It did not make a difference.

I used smartmontools-5.39-0.svn20090721.fc11.x86_64.rpm as
built by yourself.

It appeared to take longer before the drives went offline.

I have not yet tried custom builds of
smartmontools-5.39-0.svn20090721.fc11.src.rpm

It's not so easy to test this. If I deactivate my volume
groups and stop the md arrays, nothing unusual happens
when I use smartd or smartctl.

I have to bring everything up for the problem to rise.
But then when they rise, things get very scary.
Multiple drives from an MD RAID go offline.
The ones that stay online often are marked as failed, because
they did not respond for a while. Repairing this means re-enabling
failed drives and forcing re-assembly of broken RAID arrays,
and resyncs that take hours. I did not lose any data yet,
but wonder how long my luck will last.

Apart from my home file server, all the other servers are
production servers at work...

Next time I will try to force the problem while using
non-RAID related disk activity, like reading all drives
simultaneously using dd.

Thanks,
Pim

Comment 20 Michal Hlavinka 2009-08-19 15:15:43 UTC
(In reply to comment #19)
> I built smartmontools-5.38-11.fc11.src.rpm using
> make CXXFLAGS="$RPM_OPT_FLAGS" LDFLAGS="-Wl,-z,relro,-z,now"

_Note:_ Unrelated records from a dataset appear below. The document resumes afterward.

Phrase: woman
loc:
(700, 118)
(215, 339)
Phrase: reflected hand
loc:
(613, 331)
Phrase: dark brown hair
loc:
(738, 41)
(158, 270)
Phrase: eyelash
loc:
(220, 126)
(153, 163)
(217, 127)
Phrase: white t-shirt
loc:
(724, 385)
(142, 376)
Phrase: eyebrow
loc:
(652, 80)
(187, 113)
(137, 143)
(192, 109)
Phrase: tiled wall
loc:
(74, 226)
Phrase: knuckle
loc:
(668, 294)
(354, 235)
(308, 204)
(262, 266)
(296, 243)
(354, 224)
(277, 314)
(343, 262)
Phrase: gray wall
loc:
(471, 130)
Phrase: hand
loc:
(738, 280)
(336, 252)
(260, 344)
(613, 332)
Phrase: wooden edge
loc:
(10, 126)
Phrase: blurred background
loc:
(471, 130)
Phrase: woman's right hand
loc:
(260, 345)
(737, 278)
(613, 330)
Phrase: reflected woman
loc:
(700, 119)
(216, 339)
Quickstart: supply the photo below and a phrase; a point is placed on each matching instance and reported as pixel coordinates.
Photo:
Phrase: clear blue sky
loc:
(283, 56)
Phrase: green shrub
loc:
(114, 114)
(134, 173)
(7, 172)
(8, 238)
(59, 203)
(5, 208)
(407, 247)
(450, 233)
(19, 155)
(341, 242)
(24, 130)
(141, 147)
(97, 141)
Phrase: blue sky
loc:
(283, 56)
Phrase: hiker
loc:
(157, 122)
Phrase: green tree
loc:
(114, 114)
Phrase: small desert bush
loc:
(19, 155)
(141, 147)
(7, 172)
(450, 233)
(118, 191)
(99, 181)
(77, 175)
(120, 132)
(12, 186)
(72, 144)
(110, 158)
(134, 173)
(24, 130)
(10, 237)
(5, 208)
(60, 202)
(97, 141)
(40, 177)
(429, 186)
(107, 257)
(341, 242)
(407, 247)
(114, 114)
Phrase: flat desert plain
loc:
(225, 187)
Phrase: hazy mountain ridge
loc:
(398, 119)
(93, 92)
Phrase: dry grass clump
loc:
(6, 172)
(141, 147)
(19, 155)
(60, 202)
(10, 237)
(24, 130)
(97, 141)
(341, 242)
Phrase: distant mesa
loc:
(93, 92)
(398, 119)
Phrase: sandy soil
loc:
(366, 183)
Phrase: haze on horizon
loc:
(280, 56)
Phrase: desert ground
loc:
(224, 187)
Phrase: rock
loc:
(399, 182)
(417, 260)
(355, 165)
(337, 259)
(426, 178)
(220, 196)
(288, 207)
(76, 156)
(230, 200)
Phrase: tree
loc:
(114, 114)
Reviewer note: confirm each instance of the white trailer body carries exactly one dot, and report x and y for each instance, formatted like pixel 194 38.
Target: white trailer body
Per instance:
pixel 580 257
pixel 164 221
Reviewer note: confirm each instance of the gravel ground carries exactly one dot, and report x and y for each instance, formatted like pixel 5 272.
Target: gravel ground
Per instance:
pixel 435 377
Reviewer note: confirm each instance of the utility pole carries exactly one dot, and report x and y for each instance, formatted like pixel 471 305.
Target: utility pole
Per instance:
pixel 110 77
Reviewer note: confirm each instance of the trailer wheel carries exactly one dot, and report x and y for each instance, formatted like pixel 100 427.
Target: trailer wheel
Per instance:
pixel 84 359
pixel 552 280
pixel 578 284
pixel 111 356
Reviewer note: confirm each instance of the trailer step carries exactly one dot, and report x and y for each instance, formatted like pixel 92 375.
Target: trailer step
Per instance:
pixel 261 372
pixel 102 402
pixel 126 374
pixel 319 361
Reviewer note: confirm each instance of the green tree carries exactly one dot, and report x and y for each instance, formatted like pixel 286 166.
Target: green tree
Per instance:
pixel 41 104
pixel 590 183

so, to be clear, there is no build option, that can be used. It simply does not work. Even build options mentioned in comment #3 do not help. right?

> I have not yet tried custom builds of
> smartmontools-5.39-0.svn20090721.fc11.src.rpm

I think there is no need to do this for now.

could you get me pci ids of that sas controllers? I'll look at our lab if I can find one.

thanks

Comment 21 Pim Zandbergen 2009-08-19 16:11:32 UTC
(In reply to comment #20)
> so, to be clear, there is no build option, that can be used. It simply does not
> work.

Simply put: on those systems where the problem appeared
there was nothing I could do to make it go away, other
than disabling smartd and not using smartctl.

Not using different versions of smartmontools.
Not using different build options.
Not by upgrading the firmware.
Not by downgrading Fedora 11 to Fedora 10.

> Even build options mentioned in comment #3 do not help. right?

I never tried the build options suggested in comment #3.

> could you get me pci ids of that sas controllers?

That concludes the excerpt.